Rush University Medical Center’s Dr. Asokumar Buvanendran is among the first interventional pain medicine specialists in the country to implant a newly approved spinal cord stimulation device that automatically adjusts the amount of pain-blocking electrical impulses according to shifts in body position, providing another non-opioid option for chronic pain sufferers.
Buvanendran surgically implanted the Intellis Implantable Spinal Cord Stimulator device Sept. 21 under the skin of the lower back of a 72-year-old, retired New York City Police officer who has suffered debilitating chronic pain for several years.

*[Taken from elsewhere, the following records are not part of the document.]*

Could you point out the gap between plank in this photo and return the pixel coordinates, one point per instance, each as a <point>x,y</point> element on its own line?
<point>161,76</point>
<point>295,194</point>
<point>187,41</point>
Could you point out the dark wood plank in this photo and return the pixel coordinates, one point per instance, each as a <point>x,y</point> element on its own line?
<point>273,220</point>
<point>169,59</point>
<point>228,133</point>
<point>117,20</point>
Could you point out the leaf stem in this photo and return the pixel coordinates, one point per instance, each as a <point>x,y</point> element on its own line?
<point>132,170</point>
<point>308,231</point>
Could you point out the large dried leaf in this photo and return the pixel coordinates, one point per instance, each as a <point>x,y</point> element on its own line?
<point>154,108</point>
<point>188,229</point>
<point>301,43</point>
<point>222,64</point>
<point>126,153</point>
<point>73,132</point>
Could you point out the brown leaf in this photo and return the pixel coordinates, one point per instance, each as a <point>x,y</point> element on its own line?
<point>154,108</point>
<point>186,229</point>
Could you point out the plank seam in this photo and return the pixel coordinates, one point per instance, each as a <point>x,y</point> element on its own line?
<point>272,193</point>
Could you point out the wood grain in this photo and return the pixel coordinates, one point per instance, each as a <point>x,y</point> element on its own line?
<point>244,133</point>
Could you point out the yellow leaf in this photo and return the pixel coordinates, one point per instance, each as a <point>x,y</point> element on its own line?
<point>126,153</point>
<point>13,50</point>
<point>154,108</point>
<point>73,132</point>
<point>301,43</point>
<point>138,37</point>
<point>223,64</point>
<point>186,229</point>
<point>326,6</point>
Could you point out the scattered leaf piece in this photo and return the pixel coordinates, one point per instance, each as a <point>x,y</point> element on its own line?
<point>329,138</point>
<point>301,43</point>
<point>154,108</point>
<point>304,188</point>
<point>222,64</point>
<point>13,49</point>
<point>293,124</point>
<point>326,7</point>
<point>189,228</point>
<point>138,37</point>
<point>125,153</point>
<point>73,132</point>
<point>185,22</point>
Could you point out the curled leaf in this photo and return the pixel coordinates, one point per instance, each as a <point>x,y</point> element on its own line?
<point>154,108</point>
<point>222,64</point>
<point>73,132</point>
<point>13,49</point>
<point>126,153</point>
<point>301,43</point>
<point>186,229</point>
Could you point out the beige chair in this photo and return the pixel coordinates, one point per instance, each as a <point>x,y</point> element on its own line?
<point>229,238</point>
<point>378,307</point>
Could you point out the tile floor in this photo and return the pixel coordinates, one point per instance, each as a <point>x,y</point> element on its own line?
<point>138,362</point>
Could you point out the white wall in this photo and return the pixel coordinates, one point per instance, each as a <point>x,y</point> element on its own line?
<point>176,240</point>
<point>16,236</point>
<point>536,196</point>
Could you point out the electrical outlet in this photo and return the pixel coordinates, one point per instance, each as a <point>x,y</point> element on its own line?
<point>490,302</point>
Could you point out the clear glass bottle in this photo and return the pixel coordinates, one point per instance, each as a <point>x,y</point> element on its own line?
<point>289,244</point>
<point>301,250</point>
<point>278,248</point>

“This next-generation spinal cord stimulator is an ideal example of a pain medicine option that gives patients the relief they need without the threat of addiction,” said Buvanendran, Rush’s director of orthopedic anesthesia and a professor of anesthesiology. He is also the current president of the American Society of Regional Anesthesia and Pain Medicine, helping shape the policies to create awareness and insurance industry acceptance of chronic pain therapies and techniques that are safer and more effective than opioid-based medicines.
This new device’s data reporting capabilities make it much easier to document how thoroughly a patient’s pain is blocked. The device, the smallest on the market, contains an electromechanical technology that measures motion and velocity to then adjust the amount of electrical stimulation.